As for unneeded fields, on POSIX we use stat syscall, so we get everything at the same price. If we're considering backward compatibility, it's safer to keep that as it is.

[verdy-p]

Note that you speak about POSIX, not actual systems. Even if most OSes implement more or less the POSIX API, filling all the fields may be costly, and not enough to get file info for all filesystems. In the web context we can speak about virtual filesystems with web APIs that need security enforcement, and where getting all the infos at once may be costly or simply denied: under POSIX rules they would be set to pseudovalues like you do in your code by setting arbitrarily some fields arbitrarily to 0. A file may itself have also several contents: a main content with size (all other fields are not relevant), and possibly an additional directory content which is enumeratable (in NTFS this could be a set of streams, on the web it would be roughly the same as adding a "/" to an URL) and you could query that content with fs.stat({props: "dir"}): the property "dir" returned would be a directory object, not a simple string or number. There can be potentially a lot of properties for files, like versions, views, streams; users/groups are not necessarily reduced to just a single integer; modes are not necesssarily limited to just a few bits and we may need to query modes for specific groups/users, or according to the securityTokens provided.
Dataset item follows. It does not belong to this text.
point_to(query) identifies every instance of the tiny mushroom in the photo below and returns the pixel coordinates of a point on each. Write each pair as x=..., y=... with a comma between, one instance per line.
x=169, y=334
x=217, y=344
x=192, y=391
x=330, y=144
Filesize and dates may eventually be not defined (for continuous live streams). Another info is if the file can be seeked to random positions or not, or if it can be seeked before its initial start position (a live stream may have a record of the last hour before the first position you get when opening it; file positions you can seek to are not necesssarily byte offsets but may be timestamps and two successive timestamps may be separated by unbreakable records with variable byte sizes. Conceptually the POSIX rules just tries to mimic what was in the minimum common set of features implemented in the first filesystems for Unix; not taking into account new filesystems/data services that have appeared over time or those that existed since long in other systems like former mainframes, then VMS, and then NT, and the web (many of these are now integrable in Unix/Linux as well).

[dchest]

Why is there's a theoretical discussion about future and past file systems, and request for string option? The original issue was solved by introducing BigInt for inode numbers, which is good enough for existing file systems on all platforms supported by Node, in line with the purpose of fs module: "The fs module provides an API for interacting with the file system in a manner closely modeled around standard POSIX functions", can represent arbitrary data in an immutable value, and can be compared with ==. (The only downside compared to strings is that it can't currently be directly encoded with JSON.stringify, but that's a problem for those who encode them to solve.) I only proposed to use string or any other immutable object because we didn't have BigInt, but now that we have them, it's as good as anything else: a value referencing an inode.